Featured Speaker & ACSET2015 Conference Co-Chair

Dr Barbara Lockee is Professor of Instructional Design and Technology at Virginia Tech., USA, where she is also Associate Director of the School of Education and Associate Director of Educational Research and Outreach. She teaches courses in instructional design, message design, and distance education. Her research interests focus on instructional design issues related to technology-mediated learning. She has published more than 80 papers in academic journals, conferences and books, and has presented her scholarly work at over 90 national and international conferences.
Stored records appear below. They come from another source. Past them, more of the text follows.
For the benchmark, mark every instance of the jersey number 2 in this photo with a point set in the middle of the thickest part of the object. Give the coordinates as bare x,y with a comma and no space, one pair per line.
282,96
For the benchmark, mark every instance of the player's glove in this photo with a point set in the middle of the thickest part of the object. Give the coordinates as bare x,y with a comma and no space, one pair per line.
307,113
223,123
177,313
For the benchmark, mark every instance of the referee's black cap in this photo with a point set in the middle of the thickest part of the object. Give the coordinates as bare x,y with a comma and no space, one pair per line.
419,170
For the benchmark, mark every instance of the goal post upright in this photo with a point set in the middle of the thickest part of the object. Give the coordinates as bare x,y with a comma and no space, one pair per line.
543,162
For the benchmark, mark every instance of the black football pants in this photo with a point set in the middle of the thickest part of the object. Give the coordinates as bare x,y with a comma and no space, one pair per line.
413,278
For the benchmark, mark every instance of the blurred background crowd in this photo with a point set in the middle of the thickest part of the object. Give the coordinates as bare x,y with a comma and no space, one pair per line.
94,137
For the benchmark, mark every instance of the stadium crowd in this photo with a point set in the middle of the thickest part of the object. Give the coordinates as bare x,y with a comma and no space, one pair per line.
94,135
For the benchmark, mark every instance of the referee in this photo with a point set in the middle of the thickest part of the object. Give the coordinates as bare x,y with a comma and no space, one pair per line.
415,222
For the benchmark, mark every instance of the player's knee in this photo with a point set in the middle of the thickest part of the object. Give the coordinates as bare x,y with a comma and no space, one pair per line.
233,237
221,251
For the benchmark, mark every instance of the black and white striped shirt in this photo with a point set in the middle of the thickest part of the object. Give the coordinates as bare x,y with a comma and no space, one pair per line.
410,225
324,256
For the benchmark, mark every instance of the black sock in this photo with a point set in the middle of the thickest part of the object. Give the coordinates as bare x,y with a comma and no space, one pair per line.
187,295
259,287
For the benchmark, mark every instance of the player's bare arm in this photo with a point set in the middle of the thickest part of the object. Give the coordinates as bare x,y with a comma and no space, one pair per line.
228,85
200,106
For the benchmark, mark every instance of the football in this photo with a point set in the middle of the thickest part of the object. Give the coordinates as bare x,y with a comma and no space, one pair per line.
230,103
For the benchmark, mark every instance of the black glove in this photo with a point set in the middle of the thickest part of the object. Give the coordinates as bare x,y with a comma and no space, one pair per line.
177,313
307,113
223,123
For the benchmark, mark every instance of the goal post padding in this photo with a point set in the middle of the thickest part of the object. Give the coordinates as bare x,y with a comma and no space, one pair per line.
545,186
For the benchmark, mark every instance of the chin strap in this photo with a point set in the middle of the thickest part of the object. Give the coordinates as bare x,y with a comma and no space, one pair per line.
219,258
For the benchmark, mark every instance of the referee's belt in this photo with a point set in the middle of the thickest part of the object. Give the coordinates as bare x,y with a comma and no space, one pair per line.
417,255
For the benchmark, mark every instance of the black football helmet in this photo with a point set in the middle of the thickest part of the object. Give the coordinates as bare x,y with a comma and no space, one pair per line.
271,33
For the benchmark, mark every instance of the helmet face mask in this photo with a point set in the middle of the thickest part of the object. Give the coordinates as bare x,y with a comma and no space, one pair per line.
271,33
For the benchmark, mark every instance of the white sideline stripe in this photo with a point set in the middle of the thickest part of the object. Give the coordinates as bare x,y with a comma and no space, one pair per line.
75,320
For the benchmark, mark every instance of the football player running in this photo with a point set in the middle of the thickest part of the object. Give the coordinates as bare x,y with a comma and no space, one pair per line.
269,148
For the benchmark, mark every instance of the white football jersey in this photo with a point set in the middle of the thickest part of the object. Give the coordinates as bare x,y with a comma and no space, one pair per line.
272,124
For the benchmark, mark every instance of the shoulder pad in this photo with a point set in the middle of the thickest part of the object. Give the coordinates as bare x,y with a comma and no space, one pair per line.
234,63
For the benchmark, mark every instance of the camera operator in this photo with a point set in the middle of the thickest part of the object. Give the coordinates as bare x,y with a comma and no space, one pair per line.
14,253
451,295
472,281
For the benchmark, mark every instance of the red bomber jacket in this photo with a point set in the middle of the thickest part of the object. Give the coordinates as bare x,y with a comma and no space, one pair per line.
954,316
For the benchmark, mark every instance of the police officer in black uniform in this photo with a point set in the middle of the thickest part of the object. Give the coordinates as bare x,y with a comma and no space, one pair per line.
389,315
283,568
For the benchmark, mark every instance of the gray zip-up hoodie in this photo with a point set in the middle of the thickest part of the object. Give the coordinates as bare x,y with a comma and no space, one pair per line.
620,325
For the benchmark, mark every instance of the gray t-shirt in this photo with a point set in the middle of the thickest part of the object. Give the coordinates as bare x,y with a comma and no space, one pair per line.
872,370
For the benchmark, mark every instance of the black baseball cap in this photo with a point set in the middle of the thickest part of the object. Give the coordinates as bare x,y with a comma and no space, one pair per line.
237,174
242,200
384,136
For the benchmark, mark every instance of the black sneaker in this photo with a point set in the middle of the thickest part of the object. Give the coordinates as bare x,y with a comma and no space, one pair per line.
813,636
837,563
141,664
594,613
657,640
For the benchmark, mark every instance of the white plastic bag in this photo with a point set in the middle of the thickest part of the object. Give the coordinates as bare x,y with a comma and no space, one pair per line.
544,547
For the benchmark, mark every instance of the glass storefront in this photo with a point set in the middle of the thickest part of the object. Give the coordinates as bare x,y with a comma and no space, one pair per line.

Dr Lockee is Immediate Past President of the Association for Educational Communications and Technology, an international professional organisation for educational technology researchers and practitioners. She earned her Ph.D. in 1996 from Virginia Tech in Curriculum and Instruction (Instructional Technology), M.A. in 1991 from Appalachian State University in Curriculum and Instruction (Educational Media), and B.A. in 1986 from Appalachian State University in Communication Arts.

Featured Presentation (2015) | “Empowering Learners as Designers – The Rise of the Maker Movement”

As instructional pedagogy shifts away from teachers as the possessors of knowledge to learners as creators of knowledge, strategies have emerged for operationalizing this educational change. The “Maker Movement” reflects a current classroom trend that is based on Seymour Papert’s educational theory of constructionism and years of related research. This session will trace the evolution of the Maker Movement and explore the power of engaging learners as designers, creators of tangible evidence of their own meaning-making.

Conference Chairs Workshop Presentation (2015) | “Interdisciplinarity in Education & Interdisciplinary Writing and Publishing in Education”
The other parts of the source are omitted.